En proposant une façon de caractériser les relations entre collaborateurs et managers et en fixant
des limites au rôle de chacun, les auteurs nous donnent des repères très intéressants pour évaluer
où se situe notre client dans son usage des niveaux hiérarchique, professionnel et personnel : se
ferme-t-il de peur de ne pas savoir gérer les échanges s’il s’ouvre un peu personnellement ?

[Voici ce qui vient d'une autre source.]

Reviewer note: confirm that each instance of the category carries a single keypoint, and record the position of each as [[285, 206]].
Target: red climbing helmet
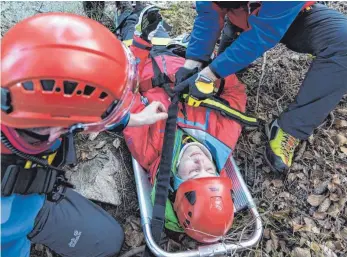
[[61, 69], [205, 208]]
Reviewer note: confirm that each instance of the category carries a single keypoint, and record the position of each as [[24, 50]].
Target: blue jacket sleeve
[[267, 29], [207, 28]]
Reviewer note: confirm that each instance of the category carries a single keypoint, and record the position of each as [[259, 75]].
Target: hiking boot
[[148, 21], [280, 150]]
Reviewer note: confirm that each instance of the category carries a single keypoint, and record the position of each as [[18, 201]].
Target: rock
[[274, 239], [301, 252], [321, 188], [116, 143], [315, 200], [324, 206], [91, 155], [95, 179], [319, 215], [277, 183], [266, 233], [268, 246], [93, 135], [48, 253], [100, 145], [327, 252], [340, 123], [39, 247]]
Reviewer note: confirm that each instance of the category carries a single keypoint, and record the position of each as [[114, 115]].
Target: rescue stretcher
[[242, 200]]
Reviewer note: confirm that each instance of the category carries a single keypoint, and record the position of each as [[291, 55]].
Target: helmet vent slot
[[191, 197], [47, 84], [28, 85], [88, 90], [69, 87], [103, 95]]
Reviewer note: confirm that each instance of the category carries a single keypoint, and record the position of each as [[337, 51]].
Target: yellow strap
[[193, 102], [206, 88], [196, 103], [51, 157], [159, 41], [128, 42]]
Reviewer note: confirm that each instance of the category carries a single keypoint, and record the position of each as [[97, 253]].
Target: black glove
[[200, 88], [184, 73], [150, 21]]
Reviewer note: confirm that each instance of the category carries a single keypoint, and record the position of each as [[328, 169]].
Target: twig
[[260, 81], [134, 251]]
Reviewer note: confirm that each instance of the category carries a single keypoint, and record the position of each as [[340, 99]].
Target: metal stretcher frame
[[144, 188]]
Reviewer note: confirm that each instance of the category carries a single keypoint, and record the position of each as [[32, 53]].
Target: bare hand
[[151, 114]]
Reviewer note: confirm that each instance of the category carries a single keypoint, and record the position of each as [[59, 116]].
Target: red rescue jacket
[[145, 143]]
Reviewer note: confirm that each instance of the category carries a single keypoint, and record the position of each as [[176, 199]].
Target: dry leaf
[[319, 215], [281, 214], [340, 139], [100, 145], [256, 138], [327, 252], [340, 123], [315, 200], [321, 188], [334, 210], [301, 252], [301, 151], [315, 247], [342, 111], [83, 156], [336, 179], [297, 227], [283, 246], [93, 135], [343, 233], [266, 233], [116, 143], [332, 187], [91, 155], [274, 239], [324, 206], [277, 183], [266, 184], [285, 195], [334, 197], [269, 246]]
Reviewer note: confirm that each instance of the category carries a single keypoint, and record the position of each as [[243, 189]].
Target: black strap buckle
[[17, 180]]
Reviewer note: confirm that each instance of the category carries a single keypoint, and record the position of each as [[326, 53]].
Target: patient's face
[[195, 164]]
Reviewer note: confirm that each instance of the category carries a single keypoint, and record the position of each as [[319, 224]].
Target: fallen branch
[[134, 251]]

Essaie-t-il d’interagir au niveau personnel alors que la communication devrait s’effectuer au
niveau professionnel ? En pointant le tabou de l’expression émotionnelle qui pèse dans la vie
professionnelle ce livre nous rappelle également que l’expression de la vie émotionnelle de nos
clients est un point important à considérer lorsqu’un client nous dit se sentir mal dans son travail :
jusqu’à quel point son malaise peut-il être lié à ce tabou de l’expression de l’émotion ? Jusqu’à
quel point ce tabou est-il personnel (la personne a du mal à laisser exister ses émotions) ou
professionnel (le contexte interdit l’expression des émotions) ? Comment l’aider à exister au
travail avec ses émotions tout en lui permettant de rester professionnel ?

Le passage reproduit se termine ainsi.